Surveillance cameras at the Billings home captured footage of masked men — some dressed as ninjas — slipping into front and back doors, and one of the people investigators want to talk to may have been someone who failed to carry out an assignment to disable them.
Morgan said a major hole in the investigation is why the cameras weren't turned off, marring an otherwise perfect crime. The surveillance videos led investigators to a full-size red van — not the red minivan — used as an initial getaway car and eventually to the suspects, a loosely connected group of mostly day laborers who knew each other through a power washing business and an auto detailing operation.
"It is a combination of friendships, casual business relationships that brought this group together," Morgan said.
Morgan has said Wiggins is a friend and landlord to 35-year-old Leonard Gonzalez Jr., described as a "pivotal person" in organizing the break-in. Gonzalez, who is charged with murder, proclaimed his innocence in court Tuesday. He and the other six, including a 16-year-old male, are being held without bond on two counts of murder each.
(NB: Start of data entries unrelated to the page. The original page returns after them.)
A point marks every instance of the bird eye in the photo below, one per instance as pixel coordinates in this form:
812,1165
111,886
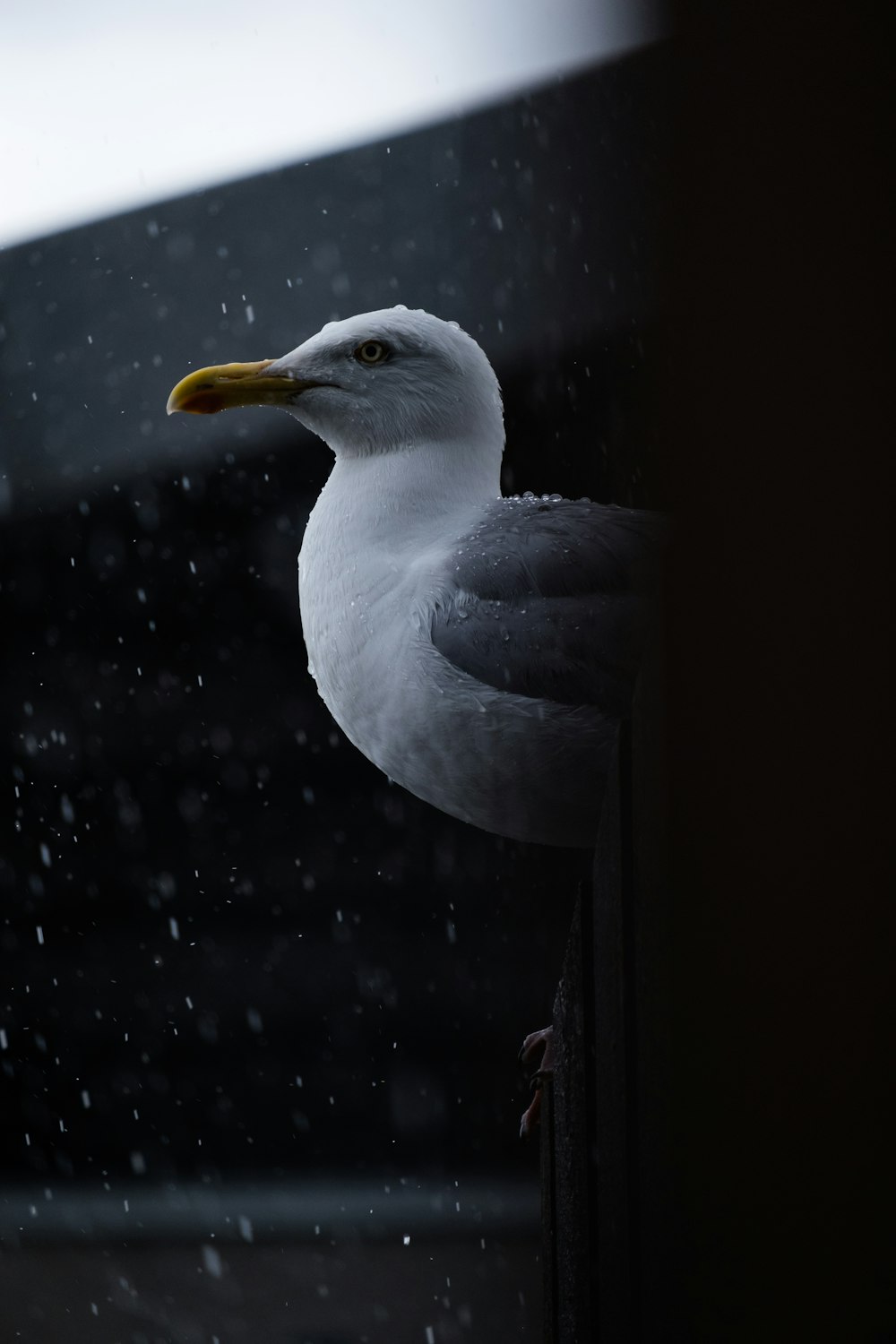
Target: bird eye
371,352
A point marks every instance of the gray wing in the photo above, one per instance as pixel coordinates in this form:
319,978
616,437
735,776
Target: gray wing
552,599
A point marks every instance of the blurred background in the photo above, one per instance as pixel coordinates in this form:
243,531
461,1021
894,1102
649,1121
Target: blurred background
261,1008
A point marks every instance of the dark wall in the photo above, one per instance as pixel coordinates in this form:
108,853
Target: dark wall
209,894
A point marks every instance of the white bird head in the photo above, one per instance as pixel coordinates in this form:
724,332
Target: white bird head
376,383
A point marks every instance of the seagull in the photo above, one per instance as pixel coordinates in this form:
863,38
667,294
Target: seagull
479,650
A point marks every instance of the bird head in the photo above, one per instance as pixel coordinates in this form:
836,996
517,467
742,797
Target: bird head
370,384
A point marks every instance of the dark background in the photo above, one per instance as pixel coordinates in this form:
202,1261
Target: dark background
233,952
Morgan also confirmed that the Drug Enforcement Administration is assisting with the investigation of the suspects, but he said the agency is not investigating the Billings family.
He said Escambia County officials have also sought help from other federal agencies including the FBI and the Bureau of Alcohol, Tobacco, Firearms and Explosives.
Nine of the couple's adopted children were home during the break-in. Three saw the intruders but were not hurt. The couple also had four children from previous marriages.
The adopted children are together and staying with family members.